Fermat's Little Theorem

Subjects: Elementary Number Theory
Links: Integers modulo n, Prime Numbers

Lemma: Let $p$ be a prime an $0 \leq k < p$ , then $$ {p\choose k} \equiv 0 \pmod p $$

Fermat’s Little Theorem

Let $p$ be a prime number, and $gcd (a, p) = 1$ , then

a^{p - 1} \equiv 1 (\mod p)

Cor: Let $p$ be a prime number, then for any $a$

a^{p} \equiv a (\mod p)

Lemma: If $p$ and $q$ are distinct primes with $a^{p} \equiv a (\mod q)$ and $a^{q} \equiv a (\mod p)$ , then

a^{p q} \equiv a (\mod p)

Def: If $n$ is a composite number is called pseudoprime if $n ∣ 2^{n} - 2$ . This is important because a Chinese mathematician thought that $n$ is prime iff $n ∣ 2^{n} - 2$ .

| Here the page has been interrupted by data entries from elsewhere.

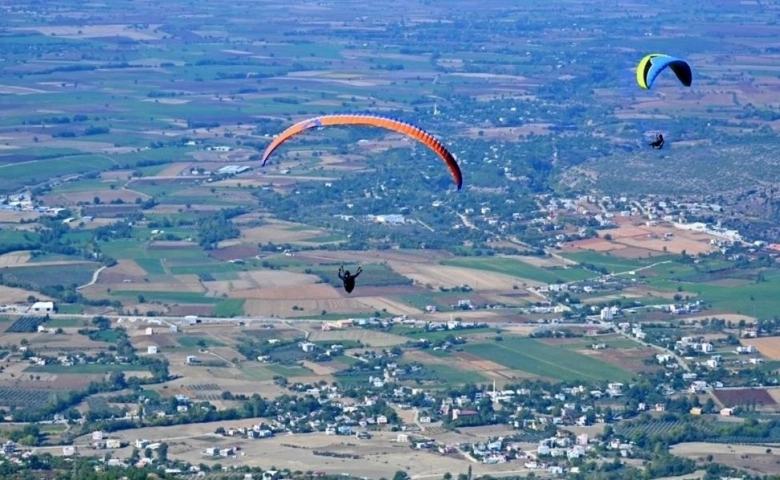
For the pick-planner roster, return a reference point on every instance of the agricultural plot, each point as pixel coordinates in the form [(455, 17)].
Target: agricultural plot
[(438, 276), (374, 275), (745, 397), (367, 337), (299, 308), (612, 263), (20, 397), (521, 270), (197, 341), (556, 363), (49, 275), (26, 325), (17, 295), (94, 368)]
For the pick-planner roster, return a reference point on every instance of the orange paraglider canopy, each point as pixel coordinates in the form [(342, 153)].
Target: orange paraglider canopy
[(374, 121)]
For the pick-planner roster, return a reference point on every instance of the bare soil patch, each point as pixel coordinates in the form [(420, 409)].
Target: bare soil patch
[(278, 278), (750, 458), (17, 295), (240, 251), (105, 196), (449, 276), (369, 337), (173, 169), (284, 308), (745, 396), (381, 304), (14, 259), (183, 310), (290, 292), (97, 31), (767, 346)]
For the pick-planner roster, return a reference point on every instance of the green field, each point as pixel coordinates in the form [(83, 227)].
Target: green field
[(450, 375), (288, 372), (554, 362), (418, 333), (84, 369), (258, 374), (744, 297), (614, 264), (231, 307), (66, 322), (195, 341), (167, 297), (521, 270)]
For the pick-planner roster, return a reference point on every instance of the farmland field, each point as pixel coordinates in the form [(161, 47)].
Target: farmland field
[(47, 275), (83, 369), (556, 363), (745, 397), (114, 140), (23, 398), (767, 346), (522, 270)]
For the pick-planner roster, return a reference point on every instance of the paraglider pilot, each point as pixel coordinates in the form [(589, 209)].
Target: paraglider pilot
[(659, 142), (348, 278)]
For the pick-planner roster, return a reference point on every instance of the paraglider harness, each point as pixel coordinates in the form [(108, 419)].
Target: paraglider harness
[(348, 279), (659, 142)]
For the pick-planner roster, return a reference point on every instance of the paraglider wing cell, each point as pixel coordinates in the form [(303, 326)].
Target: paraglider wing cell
[(652, 65), (373, 121)]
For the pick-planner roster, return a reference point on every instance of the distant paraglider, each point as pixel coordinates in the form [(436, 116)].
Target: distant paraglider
[(652, 65), (374, 121)]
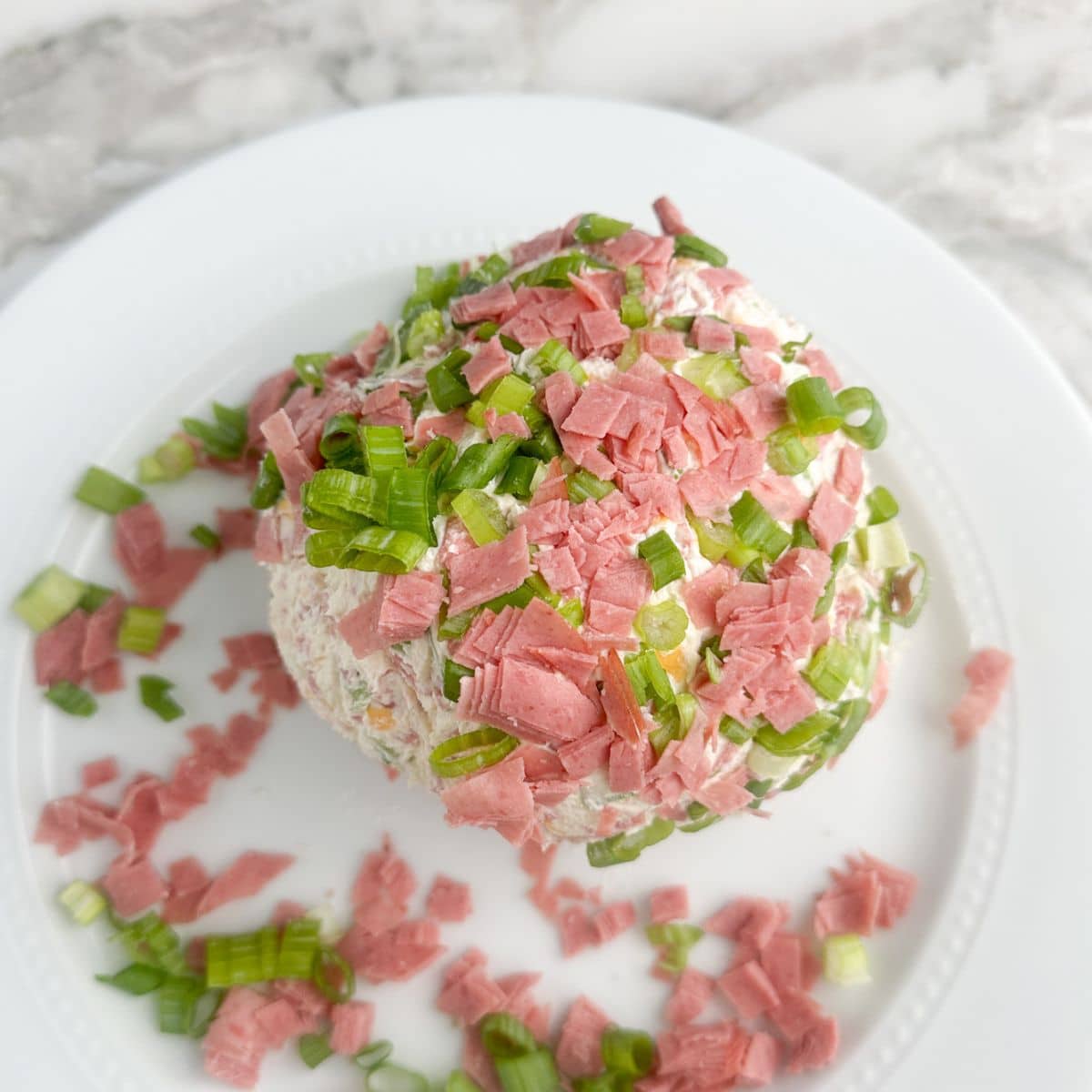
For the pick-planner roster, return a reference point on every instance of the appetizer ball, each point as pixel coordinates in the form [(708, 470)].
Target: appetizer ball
[(584, 543)]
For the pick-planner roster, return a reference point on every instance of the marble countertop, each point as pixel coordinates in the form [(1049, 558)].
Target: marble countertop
[(973, 117)]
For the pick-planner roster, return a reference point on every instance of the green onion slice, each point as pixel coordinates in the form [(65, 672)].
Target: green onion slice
[(628, 1053), (268, 485), (470, 752), (480, 516), (596, 228), (106, 491), (789, 452), (52, 596), (156, 694), (872, 431), (314, 1049), (757, 529), (662, 625), (899, 602), (627, 845), (333, 976), (141, 629), (205, 535), (813, 407), (691, 246), (71, 699), (663, 558)]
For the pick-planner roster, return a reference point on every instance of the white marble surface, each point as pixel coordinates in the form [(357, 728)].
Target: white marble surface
[(975, 117)]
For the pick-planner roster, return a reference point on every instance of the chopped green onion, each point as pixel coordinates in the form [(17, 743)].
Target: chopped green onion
[(882, 505), (543, 445), (838, 557), (691, 246), (490, 272), (136, 980), (790, 453), (154, 694), (628, 1053), (663, 557), (470, 752), (713, 665), (753, 572), (453, 674), (735, 731), (791, 349), (205, 535), (830, 670), (410, 502), (310, 369), (662, 625), (173, 460), (596, 228), (852, 715), (225, 437), (813, 407), (94, 596), (572, 612), (383, 448), (518, 478), (719, 541), (802, 738), (872, 432), (48, 599), (505, 1036), (529, 1073), (268, 484), (582, 485), (299, 945), (141, 629), (175, 1005), (71, 699), (632, 311), (757, 529), (884, 546), (424, 330), (715, 374), (627, 845), (802, 536), (552, 356), (511, 396), (448, 389), (314, 1049), (845, 960), (106, 491), (480, 516), (345, 498), (896, 592), (480, 464), (325, 549), (555, 272), (331, 966), (339, 446), (383, 550), (83, 902), (700, 818), (241, 958)]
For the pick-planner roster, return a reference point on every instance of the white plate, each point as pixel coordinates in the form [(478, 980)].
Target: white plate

Th: If $n$ is an odd pseudoprime, then $M_{n} = 2^{n} - 1$ is a larger one.

Def: Expanding the definition of pseudoprimes, a composite number $n$ for which $a^{n} \equiv a (\mod n)$ is called a pseudoprime to the base $a$ , when $a = 2$ , it is just called a pseudoprime.

Def: If $n$ is a pseudoprime for all to every base $a$ , meaning $a^{n} \equiv a (\mod n)$ , are called an absolute pseudoprime or a Carmichael number.

Th: Let $n$ be a composite square-free integer, say $n = p_{1} p_{2} \dots p_{r}$ , where $p_{i}$ distinct primes. If $p_{i} - 1 ∣ n - 1$ , for $i = 1, 2, \dots, r$ , then $n$ is an absolute pseudoprime.